Large figure1 gallery12025年11月に納入が開始されたエイジャックス装甲車(画像:イギリス国防省)

 英国軍放送局のウェブメディア「フォースニュース」によると、更迭されたのは、エイジャックス計画の成果を最終的に保証する最高責任者であるSRO(シニア・レスポンシブル・オーナー)を務めていたクリス・ボウブリック氏です。

 更迭の原因となったのは、エイジャックスの騒音問題です。

 2025年11月6日より同車両の納入が始まりましたが、納入直後にウィルトシャー州ソールズベリー平原で行われた訓練では、車両を操作していた兵士35人が体調不良を訴えました。中には嘔吐や震えの症状を示す兵士もおり、この事態を受けて、追加調査が完了するまで計画の進行は一時停止されました。

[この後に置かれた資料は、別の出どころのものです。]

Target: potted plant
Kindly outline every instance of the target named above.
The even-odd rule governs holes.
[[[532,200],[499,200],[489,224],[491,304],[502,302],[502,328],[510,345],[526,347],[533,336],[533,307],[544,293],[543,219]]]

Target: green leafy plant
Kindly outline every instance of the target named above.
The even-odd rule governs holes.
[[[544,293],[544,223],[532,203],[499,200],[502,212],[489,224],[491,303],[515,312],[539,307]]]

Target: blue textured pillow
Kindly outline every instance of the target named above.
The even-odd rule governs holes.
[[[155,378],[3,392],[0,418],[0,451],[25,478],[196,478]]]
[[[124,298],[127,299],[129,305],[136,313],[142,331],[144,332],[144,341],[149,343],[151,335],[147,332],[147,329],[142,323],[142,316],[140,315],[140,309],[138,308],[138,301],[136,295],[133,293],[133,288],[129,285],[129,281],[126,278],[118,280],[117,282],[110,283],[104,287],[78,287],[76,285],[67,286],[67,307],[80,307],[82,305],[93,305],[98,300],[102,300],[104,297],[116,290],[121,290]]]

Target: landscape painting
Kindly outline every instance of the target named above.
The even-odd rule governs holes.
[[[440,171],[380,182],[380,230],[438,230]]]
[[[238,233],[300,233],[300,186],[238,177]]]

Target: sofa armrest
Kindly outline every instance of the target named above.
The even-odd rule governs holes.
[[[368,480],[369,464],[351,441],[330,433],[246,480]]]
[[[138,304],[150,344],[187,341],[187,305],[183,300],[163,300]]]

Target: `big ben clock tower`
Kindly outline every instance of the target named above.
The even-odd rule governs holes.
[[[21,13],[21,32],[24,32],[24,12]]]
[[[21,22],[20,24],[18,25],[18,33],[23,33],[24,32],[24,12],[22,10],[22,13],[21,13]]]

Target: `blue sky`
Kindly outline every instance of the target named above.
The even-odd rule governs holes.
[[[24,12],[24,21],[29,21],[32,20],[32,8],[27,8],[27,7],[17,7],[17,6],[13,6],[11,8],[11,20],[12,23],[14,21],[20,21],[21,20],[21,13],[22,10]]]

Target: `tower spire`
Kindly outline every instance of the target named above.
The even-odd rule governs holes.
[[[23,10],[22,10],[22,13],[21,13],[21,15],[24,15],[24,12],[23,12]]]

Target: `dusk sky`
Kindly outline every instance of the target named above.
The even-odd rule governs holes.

 その後、25人が現場復帰し、2人は車両の問題とは無関係のケガと判断されましたが、2026年1月現在も8人が経過観察中です。

 実はこの騒音問題は以前から指摘されていました。2020〜2021年の試験中にも、異常な車体振動や騒音によって耳鳴りや聴力低下を訴える兵士が相次ぎ、11人が長期的な医療監視対象となっていました。

 現在納入されているタイプでは、快適とは言えないものの、騒音問題はおおむね改善されたとされていました。しかし、問題が再発したことで、ボウブリックSROが安全リスクを過小評価した不正確な報告を行ったことが明らかになり、問題視されました。

 エイジャックスは当初、2017年ごろに配備が開始される予定でしたが、さまざまな技術的・契約上の問題で長期にわたって延期されてきました。もともとは「戦車並みの防御力と軽車両の機動性、高性能センサーを兼ね備えた万能車両」として構想されていましたが、設計の複雑化により何度も仕様変更が行われ、現在の形に落ち着きました。それでも問題の頻発は止まらず、2023年には制服組トップのトニー・ラダキン国防参謀総長が、「我々イギリスは今、“狂ったように”装甲車に投資しているが、それが実際に使えるのは“10年後”だろう」と皮肉を交えて開発の遅れに不満を示す一幕もありました。

 今後、エイジャックスは追加試験・検証を行い、安全性が確認され次第、配備や運用が再開される見込みですが、現時点で再開までにどれほど時間がかかるかは明らかになっていません。